Erdogan addressed the sell-off in the lira at an unscheduled meeting on Wednesday with members of his economic team, the central bank governor and the heads of some of the major banks, including top state lender Ziraat and smaller rival Halkbank.
“Banks are advised to make borrowing easier to the real estate sector,” the presidency said in a summary of the meeting.
Ziraat, Turkey’s biggest bank by assets, said it was lowering the monthly interest rate to 0.98 percent on mortgages up to 500,000 lira ($117,000) with a maximum maturity of 10 years. The changes will go into effect on Friday, and compare to a current rate of 1.23 percent, according to its website.

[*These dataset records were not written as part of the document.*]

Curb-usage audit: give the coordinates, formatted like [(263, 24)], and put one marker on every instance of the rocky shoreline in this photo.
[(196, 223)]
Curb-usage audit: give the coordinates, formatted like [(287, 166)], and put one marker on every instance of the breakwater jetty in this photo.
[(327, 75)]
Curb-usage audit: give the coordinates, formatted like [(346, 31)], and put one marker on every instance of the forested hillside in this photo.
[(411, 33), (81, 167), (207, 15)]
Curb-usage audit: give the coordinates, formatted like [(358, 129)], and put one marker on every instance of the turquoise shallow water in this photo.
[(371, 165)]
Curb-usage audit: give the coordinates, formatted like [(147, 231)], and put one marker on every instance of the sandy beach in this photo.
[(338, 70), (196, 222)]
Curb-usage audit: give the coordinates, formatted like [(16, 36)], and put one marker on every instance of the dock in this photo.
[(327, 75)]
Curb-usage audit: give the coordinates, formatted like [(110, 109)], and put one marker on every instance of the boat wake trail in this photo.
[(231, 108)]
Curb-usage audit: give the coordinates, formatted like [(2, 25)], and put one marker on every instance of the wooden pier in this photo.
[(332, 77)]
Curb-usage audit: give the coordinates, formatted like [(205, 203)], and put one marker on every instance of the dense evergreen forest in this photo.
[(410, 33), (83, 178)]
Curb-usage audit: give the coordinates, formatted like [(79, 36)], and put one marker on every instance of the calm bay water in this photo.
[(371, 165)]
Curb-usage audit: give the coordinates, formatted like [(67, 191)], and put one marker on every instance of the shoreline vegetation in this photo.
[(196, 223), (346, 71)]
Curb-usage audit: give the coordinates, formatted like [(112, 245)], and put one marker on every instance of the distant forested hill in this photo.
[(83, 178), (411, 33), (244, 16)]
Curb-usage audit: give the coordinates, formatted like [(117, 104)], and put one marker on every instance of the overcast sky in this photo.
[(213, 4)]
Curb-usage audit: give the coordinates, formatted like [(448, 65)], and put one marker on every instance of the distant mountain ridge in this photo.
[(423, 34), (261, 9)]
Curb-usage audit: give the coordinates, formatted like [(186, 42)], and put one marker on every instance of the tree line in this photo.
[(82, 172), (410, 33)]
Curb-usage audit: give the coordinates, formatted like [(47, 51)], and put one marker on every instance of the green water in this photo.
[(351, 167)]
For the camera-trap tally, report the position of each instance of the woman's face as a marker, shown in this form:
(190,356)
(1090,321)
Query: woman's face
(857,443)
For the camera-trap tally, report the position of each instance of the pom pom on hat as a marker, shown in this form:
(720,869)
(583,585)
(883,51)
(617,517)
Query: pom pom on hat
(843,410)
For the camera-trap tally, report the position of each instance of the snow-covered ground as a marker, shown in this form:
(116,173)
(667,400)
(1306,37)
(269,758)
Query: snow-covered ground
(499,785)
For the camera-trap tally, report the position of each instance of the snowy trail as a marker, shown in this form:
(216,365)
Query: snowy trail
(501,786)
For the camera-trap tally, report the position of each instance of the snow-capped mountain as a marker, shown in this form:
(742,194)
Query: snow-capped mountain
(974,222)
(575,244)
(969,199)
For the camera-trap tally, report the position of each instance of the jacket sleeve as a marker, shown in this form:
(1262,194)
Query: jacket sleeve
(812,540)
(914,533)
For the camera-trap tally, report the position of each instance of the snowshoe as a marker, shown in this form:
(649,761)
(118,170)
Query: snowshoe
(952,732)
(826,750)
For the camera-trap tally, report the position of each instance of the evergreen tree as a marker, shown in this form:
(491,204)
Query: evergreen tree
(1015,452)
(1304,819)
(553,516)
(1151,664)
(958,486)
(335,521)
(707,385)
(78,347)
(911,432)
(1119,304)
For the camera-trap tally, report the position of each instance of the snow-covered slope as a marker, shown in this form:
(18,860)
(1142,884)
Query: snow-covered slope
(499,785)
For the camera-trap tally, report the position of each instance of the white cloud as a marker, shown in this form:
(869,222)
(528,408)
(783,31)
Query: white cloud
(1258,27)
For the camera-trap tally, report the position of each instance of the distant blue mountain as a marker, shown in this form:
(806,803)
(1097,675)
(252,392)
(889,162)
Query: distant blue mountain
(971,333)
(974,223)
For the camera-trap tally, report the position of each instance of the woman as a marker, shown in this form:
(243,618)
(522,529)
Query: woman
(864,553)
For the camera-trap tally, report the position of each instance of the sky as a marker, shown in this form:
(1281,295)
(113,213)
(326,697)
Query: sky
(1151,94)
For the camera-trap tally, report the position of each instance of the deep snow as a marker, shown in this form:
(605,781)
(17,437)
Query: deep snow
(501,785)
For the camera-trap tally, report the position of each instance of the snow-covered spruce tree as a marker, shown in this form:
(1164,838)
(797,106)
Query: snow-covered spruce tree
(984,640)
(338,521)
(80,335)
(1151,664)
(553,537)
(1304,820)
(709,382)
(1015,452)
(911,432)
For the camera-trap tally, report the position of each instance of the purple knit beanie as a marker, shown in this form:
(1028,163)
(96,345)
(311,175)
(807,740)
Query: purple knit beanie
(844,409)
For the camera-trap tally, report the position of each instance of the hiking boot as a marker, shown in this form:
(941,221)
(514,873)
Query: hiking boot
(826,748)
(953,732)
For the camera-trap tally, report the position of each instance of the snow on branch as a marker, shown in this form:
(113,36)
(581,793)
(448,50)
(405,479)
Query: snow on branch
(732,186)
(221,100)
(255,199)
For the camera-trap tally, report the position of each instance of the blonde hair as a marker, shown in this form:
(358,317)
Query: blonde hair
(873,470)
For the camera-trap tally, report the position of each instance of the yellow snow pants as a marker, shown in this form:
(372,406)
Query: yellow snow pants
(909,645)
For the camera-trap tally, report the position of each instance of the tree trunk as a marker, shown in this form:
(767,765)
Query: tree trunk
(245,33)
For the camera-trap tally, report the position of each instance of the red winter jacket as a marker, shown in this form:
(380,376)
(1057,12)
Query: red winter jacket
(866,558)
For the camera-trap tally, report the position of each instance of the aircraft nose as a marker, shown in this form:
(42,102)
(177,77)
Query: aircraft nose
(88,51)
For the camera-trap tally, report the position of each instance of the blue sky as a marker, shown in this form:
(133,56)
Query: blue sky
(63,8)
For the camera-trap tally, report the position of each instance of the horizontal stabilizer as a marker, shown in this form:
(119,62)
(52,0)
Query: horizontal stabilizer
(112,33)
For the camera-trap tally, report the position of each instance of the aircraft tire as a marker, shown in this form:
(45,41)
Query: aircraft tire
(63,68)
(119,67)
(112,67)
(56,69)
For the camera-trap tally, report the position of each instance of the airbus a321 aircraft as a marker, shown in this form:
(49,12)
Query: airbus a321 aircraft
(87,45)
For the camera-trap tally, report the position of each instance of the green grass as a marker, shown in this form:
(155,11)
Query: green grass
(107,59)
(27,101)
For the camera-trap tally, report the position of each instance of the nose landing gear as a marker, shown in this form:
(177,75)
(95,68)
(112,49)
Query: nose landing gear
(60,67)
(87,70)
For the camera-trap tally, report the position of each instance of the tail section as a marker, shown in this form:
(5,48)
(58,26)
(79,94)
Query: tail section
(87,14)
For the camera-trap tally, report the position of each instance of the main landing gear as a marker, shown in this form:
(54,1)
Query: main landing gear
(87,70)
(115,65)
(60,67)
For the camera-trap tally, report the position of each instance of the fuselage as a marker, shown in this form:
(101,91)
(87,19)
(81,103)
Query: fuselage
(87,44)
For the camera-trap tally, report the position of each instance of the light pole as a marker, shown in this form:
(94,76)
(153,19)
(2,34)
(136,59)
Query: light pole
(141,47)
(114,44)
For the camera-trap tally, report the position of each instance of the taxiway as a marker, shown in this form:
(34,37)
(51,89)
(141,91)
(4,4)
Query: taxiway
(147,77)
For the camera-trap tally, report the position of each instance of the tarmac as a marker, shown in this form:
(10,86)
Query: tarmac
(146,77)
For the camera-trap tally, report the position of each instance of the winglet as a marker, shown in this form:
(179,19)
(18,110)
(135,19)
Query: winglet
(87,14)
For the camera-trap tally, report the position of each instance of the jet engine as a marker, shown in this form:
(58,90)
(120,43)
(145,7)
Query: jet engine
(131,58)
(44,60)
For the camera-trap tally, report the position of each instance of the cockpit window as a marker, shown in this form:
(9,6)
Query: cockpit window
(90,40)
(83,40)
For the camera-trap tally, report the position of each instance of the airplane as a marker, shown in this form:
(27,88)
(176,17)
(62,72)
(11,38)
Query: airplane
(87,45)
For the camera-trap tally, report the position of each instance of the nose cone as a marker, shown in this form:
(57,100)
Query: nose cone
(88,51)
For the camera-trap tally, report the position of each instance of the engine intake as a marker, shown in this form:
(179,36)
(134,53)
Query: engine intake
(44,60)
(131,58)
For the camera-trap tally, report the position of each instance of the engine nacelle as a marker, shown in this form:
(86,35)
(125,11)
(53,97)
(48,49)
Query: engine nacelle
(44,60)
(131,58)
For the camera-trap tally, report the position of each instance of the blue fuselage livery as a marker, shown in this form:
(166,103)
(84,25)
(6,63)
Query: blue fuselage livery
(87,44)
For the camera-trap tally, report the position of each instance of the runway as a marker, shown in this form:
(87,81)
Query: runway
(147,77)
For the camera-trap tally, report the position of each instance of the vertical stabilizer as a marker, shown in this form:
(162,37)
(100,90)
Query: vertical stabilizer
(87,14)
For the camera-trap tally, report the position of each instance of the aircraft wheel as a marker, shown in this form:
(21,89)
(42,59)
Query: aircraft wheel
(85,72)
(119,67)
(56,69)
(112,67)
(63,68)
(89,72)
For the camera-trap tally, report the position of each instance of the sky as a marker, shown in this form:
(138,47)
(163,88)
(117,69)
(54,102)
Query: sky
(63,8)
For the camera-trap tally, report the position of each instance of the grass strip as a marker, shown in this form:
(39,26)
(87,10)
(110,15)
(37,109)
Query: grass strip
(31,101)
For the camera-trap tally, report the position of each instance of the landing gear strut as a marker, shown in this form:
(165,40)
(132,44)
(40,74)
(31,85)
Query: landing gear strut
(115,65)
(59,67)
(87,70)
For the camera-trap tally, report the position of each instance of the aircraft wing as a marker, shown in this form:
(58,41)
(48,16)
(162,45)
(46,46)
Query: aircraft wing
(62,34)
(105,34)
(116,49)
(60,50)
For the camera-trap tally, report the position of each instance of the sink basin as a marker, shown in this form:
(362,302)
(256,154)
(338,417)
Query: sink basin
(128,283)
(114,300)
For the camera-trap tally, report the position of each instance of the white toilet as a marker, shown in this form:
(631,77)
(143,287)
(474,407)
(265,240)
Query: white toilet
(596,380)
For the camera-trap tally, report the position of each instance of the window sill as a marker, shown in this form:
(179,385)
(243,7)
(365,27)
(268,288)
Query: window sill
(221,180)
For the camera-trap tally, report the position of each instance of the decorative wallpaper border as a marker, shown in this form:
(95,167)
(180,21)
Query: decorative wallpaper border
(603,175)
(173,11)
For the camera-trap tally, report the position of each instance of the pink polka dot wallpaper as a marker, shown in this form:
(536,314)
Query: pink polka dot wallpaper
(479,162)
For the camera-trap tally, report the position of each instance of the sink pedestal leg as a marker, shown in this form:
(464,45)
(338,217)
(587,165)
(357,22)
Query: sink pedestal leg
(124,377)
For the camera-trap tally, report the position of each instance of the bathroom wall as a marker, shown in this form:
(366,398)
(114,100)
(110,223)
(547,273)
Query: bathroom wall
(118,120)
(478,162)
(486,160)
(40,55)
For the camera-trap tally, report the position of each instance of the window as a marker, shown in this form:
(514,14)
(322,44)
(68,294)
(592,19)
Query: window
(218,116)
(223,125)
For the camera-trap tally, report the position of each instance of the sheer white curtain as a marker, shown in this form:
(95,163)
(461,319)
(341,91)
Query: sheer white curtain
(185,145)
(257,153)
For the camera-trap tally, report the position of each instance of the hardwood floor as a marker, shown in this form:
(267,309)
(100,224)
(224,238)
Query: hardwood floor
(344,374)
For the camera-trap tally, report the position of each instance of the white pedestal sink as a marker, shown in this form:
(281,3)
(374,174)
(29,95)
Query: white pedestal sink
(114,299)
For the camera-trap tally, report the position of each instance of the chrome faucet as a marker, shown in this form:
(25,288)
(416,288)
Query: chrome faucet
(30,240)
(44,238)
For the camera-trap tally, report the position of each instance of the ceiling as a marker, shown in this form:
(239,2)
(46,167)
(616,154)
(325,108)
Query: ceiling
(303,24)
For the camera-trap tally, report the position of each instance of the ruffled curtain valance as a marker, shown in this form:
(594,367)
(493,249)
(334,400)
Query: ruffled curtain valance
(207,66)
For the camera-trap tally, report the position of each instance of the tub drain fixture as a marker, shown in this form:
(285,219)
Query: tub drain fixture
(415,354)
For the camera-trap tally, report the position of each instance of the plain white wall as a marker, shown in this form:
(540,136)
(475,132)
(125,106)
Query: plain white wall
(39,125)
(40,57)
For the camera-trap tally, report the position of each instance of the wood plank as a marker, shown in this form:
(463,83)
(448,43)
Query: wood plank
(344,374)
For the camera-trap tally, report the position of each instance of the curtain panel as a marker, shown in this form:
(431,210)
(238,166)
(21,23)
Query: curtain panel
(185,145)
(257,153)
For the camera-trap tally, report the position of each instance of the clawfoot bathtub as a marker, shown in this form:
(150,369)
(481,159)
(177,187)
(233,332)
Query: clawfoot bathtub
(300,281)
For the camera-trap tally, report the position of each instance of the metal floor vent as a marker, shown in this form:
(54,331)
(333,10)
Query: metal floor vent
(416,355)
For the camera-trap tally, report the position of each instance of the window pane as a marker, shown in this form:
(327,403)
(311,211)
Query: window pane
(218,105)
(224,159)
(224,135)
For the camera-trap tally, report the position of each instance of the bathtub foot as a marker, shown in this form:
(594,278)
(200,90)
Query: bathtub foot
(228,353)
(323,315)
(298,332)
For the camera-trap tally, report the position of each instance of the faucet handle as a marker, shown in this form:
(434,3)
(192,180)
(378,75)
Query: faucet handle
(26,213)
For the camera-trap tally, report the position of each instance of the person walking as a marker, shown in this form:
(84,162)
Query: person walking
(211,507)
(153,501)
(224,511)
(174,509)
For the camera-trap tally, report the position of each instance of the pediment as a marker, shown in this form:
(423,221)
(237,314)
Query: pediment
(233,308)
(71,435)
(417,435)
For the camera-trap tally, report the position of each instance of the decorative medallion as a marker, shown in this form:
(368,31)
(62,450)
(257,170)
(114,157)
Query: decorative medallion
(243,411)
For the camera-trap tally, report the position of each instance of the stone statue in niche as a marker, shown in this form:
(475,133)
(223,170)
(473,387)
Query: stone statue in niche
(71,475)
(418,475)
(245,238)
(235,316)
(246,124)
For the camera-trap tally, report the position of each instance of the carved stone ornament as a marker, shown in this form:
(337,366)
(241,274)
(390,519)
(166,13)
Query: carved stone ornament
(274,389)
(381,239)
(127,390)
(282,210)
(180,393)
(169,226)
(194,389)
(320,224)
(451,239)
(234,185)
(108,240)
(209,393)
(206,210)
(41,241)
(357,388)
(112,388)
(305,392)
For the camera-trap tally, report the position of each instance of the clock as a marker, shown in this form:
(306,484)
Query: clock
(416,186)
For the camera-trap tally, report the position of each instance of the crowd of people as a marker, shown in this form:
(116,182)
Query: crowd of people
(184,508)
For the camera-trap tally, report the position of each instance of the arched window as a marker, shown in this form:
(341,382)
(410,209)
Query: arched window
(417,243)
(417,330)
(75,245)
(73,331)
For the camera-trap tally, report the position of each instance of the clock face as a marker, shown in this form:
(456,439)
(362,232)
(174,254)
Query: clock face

Halkbank, the fifth-largest lender by assets, also lowered the rate on similar housing loans to a monthly 0.98 percent, it said in a statement.
Construction of new homes has helped to drive Turkey’s economic growth. The economy expanded 7.4 percent last year. Erdogan, who faces presidential and parliamentary elections in June, wants to keep that growth going.
“Turkey’s economy has shown clear signs of overheating in recent months and is likely to undergo a painful adjustment,” Capital Economics said in a research note. “We remain concerned about the build-up of risks in the banking sector following the past decade’s credit boom.”
Total housing sales fell 14 percent in March while mortgage sales declined 35 percent, official data showed. The government has said it plans to introduce steps to reduce a backlog of unsold homes, starting with Ziraat.
The plan is likely to include an interest rate cut to around 1 percent on housing loans, banking sources said. Mortgage rates are as high as 1.35 percent and have hit their highest in more than eight years, sector officials have said.
Turkey has around 1.5 million unsold houses, said Omer Faruk Celik, board member of the Konutder housing developers’ association. The rise in mortgage rates and banks’ reluctance to lend posed problems for builders, he added.
The fall in housing sales is unlikely to recover soon — even with the government push — due to elections in June, the looming Ramadan holiday and a typical slowdown in the summer months, Celik said.
Yapi Kredi, the sixth-largest bank by assets, has said it would offer reduced interest rates for house buyers if the sector as a whole lowers borrowing costs.